The Villa Girls wasn't on my Summer Reading List this year, but it was on my bookshelf! I've had it some time because I loved Recipe for Life and The Italian Wedding which I have reviewed here and here, and it has links to both: The Villa Rosa in this one is the same as in Recipe for Life, and, Addolorata features in The Italian Wedding as she is the sister of Pieta, the girl who makes wedding dresses.
The other reason I read it is I love reading about Italy!
The story is told from from two points of view: Rosie, in the first person and Enzo, in the third with alternate chapters telling their stories, and I particularly liked Addolorata's comments and thoughts about Rosie at the end of each of her chapters too.
Not Triento, but enough pink villas for anyone!
The novel is set somewhere in the seventies or eighties; there are no mobile phones or any email, and life is lived at a slower pace. Rosie is coming to terms with her parents' death in England and, in Italy, Enzo Santi is growing up in privilege on his parents' olive farm. (I now know a lot about olive farming, having read this and The Olive Branch by Jo Thomas which I reviewed here!)
She becomes part of the Villa Girls when she goes on holiday with Addolorata, Lou and Toni to a villa in Majorca, and they like it so much that they rent the Villa Rosa in Triento and meet Enzo. But Rosie's fledgling holiday romance is shattered when Toni discovers what the Santi family have been hiding in their barn.
This is a gentle story, full of Italian sunshine and warmth, which follows Rosie and Enzo through the years. Will the promise of true love come true for them despite all the problems they have to surmount?


Saturday 3 October 2015

The Olive Branch by Jo Thomas - A Perfect Book to Warm up a Chilly Autumn Evening!

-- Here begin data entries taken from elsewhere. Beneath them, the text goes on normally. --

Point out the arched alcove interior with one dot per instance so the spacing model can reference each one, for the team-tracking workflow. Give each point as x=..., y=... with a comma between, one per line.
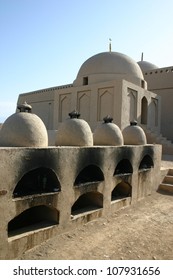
x=33, y=218
x=36, y=181
x=122, y=190
x=90, y=174
x=144, y=110
x=146, y=163
x=123, y=167
x=86, y=202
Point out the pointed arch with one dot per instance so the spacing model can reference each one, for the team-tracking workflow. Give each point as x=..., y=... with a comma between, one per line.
x=144, y=110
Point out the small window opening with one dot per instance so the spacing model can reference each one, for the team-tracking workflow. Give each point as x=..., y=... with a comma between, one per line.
x=122, y=190
x=39, y=180
x=123, y=167
x=146, y=163
x=33, y=218
x=87, y=202
x=89, y=174
x=85, y=81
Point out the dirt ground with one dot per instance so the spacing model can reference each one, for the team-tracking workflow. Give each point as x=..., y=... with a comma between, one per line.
x=141, y=231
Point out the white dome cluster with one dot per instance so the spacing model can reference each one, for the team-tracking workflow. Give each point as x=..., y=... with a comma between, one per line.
x=23, y=129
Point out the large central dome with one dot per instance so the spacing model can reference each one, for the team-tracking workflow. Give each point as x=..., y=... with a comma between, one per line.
x=108, y=66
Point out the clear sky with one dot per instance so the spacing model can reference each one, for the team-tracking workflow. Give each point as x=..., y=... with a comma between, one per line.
x=44, y=42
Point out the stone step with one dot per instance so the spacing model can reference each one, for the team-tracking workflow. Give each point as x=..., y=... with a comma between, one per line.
x=166, y=187
x=168, y=180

The Olive Branch by Jo Thomas was on the top of my pile of summer reads (see my blog post  here), but I waited until I was actually in Italy to read it!
The blurb said that 'olives and romance might just flourish in the warmth of the Mediterranean sun'. A perfect book to read on holiday!

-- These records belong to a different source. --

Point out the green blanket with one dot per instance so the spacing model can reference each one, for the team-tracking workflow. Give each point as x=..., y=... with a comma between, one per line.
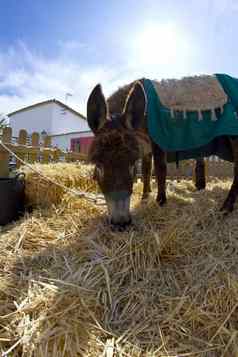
x=190, y=138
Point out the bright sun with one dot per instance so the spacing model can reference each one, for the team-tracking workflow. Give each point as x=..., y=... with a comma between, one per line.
x=160, y=44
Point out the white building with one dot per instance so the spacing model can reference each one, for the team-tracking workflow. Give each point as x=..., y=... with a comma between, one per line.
x=68, y=128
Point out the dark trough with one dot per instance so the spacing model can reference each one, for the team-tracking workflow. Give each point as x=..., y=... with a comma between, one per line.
x=12, y=198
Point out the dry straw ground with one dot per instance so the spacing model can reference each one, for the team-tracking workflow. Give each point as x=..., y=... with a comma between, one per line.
x=69, y=286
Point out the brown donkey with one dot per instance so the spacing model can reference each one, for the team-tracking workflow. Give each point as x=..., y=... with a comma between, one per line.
x=120, y=140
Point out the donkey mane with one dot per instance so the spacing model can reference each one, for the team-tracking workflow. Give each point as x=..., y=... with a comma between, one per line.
x=117, y=100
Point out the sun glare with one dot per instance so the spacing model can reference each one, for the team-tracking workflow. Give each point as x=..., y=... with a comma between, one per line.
x=160, y=44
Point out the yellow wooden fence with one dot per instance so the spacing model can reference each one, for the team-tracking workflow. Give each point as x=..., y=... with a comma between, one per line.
x=30, y=149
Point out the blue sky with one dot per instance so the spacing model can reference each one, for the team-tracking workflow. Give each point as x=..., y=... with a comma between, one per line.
x=49, y=48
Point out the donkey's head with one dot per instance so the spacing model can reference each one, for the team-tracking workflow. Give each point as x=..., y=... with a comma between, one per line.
x=120, y=140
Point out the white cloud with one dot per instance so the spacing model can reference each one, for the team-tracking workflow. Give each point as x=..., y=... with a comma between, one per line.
x=27, y=78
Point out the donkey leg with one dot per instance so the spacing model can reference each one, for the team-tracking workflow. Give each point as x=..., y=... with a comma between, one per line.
x=146, y=174
x=200, y=177
x=160, y=173
x=228, y=205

Fuelled with Prosecco, in her empty flat that she once shared with her ex, Ed, Ruthie Collins buys an Italian farmhouse on eBay.
What a great start to a story!
If you enjoyed The Oyster Catcher, Jo Thomas' first novel, (review here) you will enjoy this especially because the cold wet west coast of Ireland has been swapped for sunny southern Italy.
But it doesn't start out like that because Ruthie arrives in torrential rain, only to find a grumpy goat blocking her front door. At least the weather gets better eventually and she meets her next door neighbours, the Bellanouvo family, but why aren't they pleased to meet her? And why is Marco Bellanouvo so angry that she's bought his grandfather's house? And how do you grow olives, anyway?
Jo Thomas has drawn her characters so well, including Ryan, the helpful Australian; Nonna, riding on the back of a Vespa; Luigi, Mrs Luigi and Young Luigi, that by the end I felt that they were old friends.
This book would make a wonderful heart-warming film. I read it on holiday in Italy, but it would be perfect to warm up a chilly autumn evening at home!